I would like to make this into a named string vector so that the FIRST opening curly bracket acts as a separator character between the name and the corresponding element, but it is also part of the element AND if there are duplicated names the contents under the same name would be joined with newline so that:
apple pie banana
"apple pie {we have some text here}" "{something{something}}\n{monkey}"
cherry
"cherry {asd9asdjsaf}"
This can be achieved using a regular expressions and iteration (such as sapply, loop etc.):
library(dplyr)
elemNames <- originalvector %>% gsub("\\{.*", "", .) #remove "{"-character and everything after it
elems <- originalvector %>% sub(".*?\\{", "{", .) #replace "{"-character and everything before it with just "{"-character
names(elems) <- elemNames
newvector <- sapply(unique(elemNames), \(elemName) {
elems[grep(elemName, names(elems))] %>% {paste(.,collapse = "\n")}
}) %>% setNames(unique(elemNames))
However, I was wondering whether there is a more elegant solutions (possibly a one-liner) to do this?
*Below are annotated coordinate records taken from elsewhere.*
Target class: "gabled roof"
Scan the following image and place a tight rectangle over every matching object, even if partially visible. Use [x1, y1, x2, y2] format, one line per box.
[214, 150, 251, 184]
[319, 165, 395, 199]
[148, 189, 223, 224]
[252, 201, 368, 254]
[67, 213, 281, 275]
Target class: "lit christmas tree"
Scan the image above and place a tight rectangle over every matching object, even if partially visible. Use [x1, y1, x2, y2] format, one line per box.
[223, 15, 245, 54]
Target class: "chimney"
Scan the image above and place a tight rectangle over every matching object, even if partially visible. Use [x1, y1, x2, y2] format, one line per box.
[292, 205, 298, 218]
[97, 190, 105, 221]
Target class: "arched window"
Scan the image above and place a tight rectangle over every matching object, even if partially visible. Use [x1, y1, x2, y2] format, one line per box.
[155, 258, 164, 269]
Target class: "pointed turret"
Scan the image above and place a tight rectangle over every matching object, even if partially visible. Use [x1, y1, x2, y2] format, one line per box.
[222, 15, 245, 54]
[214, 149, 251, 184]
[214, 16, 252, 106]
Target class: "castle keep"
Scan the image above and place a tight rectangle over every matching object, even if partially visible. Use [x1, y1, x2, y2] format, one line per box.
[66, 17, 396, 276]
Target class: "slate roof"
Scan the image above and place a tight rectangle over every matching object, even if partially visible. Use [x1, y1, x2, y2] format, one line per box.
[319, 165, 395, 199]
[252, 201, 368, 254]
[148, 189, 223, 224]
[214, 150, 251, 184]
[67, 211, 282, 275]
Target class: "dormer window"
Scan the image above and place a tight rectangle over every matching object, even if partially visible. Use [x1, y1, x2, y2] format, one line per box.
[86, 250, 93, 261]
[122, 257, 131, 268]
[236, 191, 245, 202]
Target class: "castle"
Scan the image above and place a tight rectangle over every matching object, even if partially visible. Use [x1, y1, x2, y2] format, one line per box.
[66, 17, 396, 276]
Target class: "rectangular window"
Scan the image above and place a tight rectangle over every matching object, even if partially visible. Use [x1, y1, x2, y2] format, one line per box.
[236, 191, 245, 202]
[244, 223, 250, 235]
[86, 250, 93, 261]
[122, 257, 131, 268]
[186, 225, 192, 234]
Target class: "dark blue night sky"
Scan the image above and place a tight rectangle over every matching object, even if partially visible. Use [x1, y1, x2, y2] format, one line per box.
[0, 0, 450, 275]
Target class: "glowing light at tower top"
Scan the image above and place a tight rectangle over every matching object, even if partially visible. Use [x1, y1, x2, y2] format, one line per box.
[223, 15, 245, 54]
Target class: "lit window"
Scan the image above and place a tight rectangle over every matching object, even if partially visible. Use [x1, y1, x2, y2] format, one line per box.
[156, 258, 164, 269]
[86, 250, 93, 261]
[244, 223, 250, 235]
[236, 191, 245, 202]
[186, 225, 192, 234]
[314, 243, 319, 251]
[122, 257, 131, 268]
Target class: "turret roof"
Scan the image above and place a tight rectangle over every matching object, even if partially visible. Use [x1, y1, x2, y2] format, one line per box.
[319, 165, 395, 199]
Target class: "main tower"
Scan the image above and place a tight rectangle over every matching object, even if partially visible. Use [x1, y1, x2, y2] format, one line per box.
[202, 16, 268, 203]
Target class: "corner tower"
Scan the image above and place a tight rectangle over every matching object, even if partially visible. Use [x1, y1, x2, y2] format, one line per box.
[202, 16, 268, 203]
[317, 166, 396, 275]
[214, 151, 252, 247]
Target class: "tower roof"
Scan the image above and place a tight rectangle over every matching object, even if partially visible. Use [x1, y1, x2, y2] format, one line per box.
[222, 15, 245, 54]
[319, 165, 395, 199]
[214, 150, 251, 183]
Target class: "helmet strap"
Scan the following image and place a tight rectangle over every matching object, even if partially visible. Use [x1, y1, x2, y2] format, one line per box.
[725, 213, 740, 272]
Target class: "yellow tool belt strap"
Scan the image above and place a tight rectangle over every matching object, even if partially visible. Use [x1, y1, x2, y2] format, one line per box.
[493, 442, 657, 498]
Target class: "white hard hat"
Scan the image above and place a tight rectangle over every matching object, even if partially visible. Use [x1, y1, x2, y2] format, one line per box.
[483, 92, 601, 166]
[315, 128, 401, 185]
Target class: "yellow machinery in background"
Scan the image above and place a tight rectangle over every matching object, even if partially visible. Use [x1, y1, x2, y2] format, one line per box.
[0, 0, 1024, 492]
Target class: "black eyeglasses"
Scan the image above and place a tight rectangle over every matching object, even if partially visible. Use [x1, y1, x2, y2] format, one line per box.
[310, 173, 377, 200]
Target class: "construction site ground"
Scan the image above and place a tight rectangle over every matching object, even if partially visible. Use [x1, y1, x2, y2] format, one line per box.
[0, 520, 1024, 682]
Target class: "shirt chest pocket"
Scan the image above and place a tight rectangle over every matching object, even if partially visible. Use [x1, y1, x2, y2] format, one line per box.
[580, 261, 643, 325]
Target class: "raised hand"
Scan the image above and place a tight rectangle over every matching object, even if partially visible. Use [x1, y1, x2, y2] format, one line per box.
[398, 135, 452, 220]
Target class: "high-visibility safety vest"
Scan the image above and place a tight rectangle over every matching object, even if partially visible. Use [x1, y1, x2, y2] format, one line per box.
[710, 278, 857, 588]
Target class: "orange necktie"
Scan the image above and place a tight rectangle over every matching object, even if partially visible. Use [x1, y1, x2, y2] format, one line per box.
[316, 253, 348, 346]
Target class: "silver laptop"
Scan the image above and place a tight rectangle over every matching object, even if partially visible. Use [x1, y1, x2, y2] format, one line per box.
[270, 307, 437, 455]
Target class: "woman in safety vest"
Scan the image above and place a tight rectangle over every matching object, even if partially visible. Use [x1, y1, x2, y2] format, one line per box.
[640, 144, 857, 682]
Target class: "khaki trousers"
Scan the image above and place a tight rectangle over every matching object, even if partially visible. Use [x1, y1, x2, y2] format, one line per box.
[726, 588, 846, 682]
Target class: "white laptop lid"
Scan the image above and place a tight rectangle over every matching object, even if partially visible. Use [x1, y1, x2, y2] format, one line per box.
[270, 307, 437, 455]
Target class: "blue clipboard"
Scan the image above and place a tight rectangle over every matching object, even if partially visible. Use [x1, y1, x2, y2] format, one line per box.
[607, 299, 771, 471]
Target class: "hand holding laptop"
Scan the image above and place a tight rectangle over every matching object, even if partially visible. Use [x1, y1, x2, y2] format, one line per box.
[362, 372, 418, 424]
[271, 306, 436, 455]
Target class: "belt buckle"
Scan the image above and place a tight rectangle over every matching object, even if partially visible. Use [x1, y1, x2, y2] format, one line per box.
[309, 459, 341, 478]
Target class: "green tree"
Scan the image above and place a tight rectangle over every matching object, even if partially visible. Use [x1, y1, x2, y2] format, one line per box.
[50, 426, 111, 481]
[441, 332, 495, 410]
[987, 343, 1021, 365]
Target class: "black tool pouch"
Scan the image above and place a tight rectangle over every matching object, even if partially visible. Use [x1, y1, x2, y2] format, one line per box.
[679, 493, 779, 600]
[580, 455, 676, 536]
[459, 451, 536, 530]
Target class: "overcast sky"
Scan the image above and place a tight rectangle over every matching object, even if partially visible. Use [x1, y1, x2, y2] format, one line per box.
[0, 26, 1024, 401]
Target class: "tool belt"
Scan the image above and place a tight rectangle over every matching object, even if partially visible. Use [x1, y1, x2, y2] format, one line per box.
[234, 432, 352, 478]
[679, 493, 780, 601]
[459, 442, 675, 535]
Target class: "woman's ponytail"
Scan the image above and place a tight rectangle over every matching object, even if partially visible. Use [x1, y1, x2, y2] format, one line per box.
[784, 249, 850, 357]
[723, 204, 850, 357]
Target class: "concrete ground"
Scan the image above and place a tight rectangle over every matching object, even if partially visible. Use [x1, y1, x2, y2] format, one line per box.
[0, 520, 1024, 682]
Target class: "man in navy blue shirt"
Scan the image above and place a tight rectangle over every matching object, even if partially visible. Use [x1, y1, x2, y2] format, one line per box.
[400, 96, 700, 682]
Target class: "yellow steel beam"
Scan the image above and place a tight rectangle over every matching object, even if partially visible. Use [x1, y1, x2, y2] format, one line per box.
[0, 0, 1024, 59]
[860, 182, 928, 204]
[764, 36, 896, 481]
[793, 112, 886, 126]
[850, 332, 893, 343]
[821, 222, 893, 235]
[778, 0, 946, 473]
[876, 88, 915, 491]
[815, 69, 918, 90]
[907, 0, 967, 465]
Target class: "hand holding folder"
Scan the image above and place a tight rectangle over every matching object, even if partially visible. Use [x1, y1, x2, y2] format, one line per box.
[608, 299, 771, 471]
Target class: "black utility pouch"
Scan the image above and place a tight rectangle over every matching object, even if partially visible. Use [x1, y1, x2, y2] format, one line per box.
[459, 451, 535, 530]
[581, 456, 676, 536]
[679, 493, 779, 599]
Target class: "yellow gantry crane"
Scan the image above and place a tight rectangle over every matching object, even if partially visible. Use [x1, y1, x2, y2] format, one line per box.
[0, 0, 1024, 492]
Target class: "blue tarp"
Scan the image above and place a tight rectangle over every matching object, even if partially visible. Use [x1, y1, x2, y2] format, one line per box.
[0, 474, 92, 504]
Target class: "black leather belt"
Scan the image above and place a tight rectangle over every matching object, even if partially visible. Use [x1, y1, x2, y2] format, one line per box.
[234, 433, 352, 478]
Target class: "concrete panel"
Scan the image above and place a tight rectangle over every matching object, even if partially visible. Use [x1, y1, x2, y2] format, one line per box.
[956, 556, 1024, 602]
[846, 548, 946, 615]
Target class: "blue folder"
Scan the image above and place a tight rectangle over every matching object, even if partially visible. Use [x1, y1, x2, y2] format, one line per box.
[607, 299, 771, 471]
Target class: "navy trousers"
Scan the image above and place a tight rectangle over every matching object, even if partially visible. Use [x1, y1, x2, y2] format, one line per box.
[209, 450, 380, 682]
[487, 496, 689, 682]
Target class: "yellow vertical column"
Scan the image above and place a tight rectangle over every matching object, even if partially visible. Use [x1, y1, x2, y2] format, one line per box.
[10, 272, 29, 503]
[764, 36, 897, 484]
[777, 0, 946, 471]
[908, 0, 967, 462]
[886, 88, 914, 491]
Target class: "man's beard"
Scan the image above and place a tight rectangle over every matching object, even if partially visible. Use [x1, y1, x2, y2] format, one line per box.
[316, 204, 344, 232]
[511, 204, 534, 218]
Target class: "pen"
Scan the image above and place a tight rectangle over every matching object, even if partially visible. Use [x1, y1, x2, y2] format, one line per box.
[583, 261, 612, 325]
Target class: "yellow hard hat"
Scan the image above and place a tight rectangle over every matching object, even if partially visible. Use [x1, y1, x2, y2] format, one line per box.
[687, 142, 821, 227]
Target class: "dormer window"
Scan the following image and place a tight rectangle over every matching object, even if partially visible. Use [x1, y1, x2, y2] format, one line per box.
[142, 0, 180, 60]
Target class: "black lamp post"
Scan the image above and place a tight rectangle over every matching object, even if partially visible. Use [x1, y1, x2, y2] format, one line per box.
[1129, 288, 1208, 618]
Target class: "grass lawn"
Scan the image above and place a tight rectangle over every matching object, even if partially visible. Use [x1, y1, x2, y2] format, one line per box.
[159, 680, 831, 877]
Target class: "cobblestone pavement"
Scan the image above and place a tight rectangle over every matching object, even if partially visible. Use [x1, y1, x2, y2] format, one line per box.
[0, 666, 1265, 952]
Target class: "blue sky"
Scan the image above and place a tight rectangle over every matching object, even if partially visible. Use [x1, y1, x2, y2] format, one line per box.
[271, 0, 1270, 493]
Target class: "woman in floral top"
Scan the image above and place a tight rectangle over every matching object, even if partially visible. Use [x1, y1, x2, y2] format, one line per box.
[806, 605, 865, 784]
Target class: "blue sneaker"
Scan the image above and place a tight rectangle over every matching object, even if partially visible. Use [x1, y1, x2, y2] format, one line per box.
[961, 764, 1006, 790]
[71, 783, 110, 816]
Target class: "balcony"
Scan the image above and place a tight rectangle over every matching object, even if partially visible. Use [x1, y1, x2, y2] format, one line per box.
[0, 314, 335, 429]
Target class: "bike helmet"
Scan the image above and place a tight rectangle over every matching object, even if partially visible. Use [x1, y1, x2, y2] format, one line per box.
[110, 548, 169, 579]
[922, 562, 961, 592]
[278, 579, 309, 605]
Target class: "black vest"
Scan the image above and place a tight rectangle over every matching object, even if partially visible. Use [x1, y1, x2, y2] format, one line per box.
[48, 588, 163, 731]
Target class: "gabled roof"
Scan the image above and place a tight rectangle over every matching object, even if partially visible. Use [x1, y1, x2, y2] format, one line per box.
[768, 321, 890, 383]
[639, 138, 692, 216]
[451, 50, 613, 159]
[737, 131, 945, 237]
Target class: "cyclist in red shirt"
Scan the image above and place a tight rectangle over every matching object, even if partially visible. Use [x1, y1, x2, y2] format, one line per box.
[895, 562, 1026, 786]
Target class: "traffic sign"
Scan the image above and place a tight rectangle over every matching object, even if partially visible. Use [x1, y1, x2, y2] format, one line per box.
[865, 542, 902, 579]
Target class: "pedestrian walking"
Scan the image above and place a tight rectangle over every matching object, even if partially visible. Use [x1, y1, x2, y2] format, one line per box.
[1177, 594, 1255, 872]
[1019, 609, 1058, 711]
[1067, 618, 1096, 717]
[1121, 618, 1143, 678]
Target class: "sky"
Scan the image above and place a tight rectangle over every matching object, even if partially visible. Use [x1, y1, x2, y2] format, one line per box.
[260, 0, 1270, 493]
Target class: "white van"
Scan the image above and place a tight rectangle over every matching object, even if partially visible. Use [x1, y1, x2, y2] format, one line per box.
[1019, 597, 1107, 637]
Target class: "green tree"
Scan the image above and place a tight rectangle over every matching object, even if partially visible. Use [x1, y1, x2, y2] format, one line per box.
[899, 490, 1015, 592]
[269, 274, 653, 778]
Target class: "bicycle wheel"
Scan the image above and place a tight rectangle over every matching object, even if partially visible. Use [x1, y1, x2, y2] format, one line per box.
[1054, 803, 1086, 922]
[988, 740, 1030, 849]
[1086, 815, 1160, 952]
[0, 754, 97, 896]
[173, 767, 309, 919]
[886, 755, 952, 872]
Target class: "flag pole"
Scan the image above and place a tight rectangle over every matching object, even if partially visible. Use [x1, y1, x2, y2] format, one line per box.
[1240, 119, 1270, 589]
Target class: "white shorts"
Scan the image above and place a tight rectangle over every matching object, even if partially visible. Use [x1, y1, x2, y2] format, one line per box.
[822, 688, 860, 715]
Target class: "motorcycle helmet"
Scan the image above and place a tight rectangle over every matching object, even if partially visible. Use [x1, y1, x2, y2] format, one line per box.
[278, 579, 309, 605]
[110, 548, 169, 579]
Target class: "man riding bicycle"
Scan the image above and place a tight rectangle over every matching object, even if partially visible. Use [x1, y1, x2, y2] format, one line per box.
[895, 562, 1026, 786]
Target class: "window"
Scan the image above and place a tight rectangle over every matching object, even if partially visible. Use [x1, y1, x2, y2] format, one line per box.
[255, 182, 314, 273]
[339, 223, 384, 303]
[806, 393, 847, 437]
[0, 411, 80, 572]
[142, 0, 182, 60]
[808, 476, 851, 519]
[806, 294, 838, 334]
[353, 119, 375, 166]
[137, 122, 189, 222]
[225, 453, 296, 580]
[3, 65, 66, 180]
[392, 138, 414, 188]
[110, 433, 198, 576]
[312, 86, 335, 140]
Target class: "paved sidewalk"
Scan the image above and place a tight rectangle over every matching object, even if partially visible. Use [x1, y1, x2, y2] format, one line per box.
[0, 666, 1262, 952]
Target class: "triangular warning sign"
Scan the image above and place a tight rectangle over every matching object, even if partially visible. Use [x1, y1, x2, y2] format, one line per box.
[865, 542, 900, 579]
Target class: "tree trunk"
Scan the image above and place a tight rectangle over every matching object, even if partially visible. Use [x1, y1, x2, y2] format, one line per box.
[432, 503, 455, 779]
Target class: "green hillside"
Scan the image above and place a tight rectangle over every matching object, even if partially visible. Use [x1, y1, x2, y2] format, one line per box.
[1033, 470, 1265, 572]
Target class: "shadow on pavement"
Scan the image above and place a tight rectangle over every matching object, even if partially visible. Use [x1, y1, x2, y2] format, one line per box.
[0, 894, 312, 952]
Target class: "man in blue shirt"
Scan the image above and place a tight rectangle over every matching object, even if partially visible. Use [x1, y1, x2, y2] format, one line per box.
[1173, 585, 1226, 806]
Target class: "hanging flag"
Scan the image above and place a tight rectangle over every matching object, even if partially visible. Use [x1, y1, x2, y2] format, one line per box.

My initial solution looks so ugly and complicated. :)
You can simplify this using tapply()
:
elemNames <- gsub("\\s?\\{.*", "", originalvector)
elems <- sub(".*?\\{", "{", originalvector)
tapply(elems, elemNames, paste, collapse='\n')
# apple pie banana
# "{we have some text here}" "{something{something}}\n{monkey}"
# cherry
# "{asd9asdjsaf}"
I slightly modified your first regular expression so that a space is removed after the element name when present.